I tried viewing my workouts on the website instead, but it uses something the Blackberry Browser in Blackberry OS 5 doesn't support, so I couldn't see if it was saved.  When I get on a computer, I will check and then finish this post.


I'm now on my computer and the walk was saved to their servers, but it's saved as a "Run" not a "Work Out".  There's no way to view "Runs" on the Blackberry after you press stop.  You have to go to the website and see it there.

It appears we walked 3.9 kilometers, hence 2.4 miles.  I can't seem to get any other data except the route, though.  I found a place where it is supposed to "Time Series / Graphs" which I hoped would show them, but it just says "Loading Time Series Data" and never loads it.  I tried it on several browsers.  What I remember was averaging about 20 minutes per mile, so three miles per hour, and that the trip took about 50 minutes.  Calculating it, I get about 48 minutes.

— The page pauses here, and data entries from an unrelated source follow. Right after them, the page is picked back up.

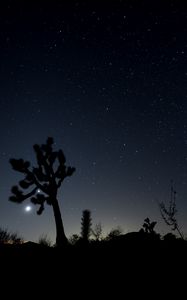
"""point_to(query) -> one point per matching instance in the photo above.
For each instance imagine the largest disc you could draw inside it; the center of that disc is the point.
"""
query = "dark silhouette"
(86, 225)
(149, 226)
(169, 213)
(115, 232)
(7, 237)
(97, 232)
(43, 181)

A tired dog is almost home.
After the messing around I had done on the website, the app on the phone now shows the trip in the Workout screen.  It doesn't give average speed, but does say that it took 59:59 minutes and was 2.4 miles long.  I think the last time I had checked the duration was back a bit before finishing the walk.  I'm guessing the difference between the reported time and my calculated time above is that the average speed probably doesn't incorporate when we were stopped, but that these periods were included in the recorded duration.

My end analysis?  The app is a good idea and does what it intends to.  It shows what you can do with the GPS in your phone, records what it needs to, and saves it correctly, online where you can access it anywhere, ie, cloud based.  However, you can't just use the phone.  You have to go to the website and edit things before it will show up on the phone.  Also, the website isn't very intuitive if you recorded your trip using the phone and takes a bit to figure out.  I'm not sure I could repeat what I did except by trial and error again.  Also, the Time Series page on the website needs to be fixed.

Good concept, but the implementation post-save needs some work.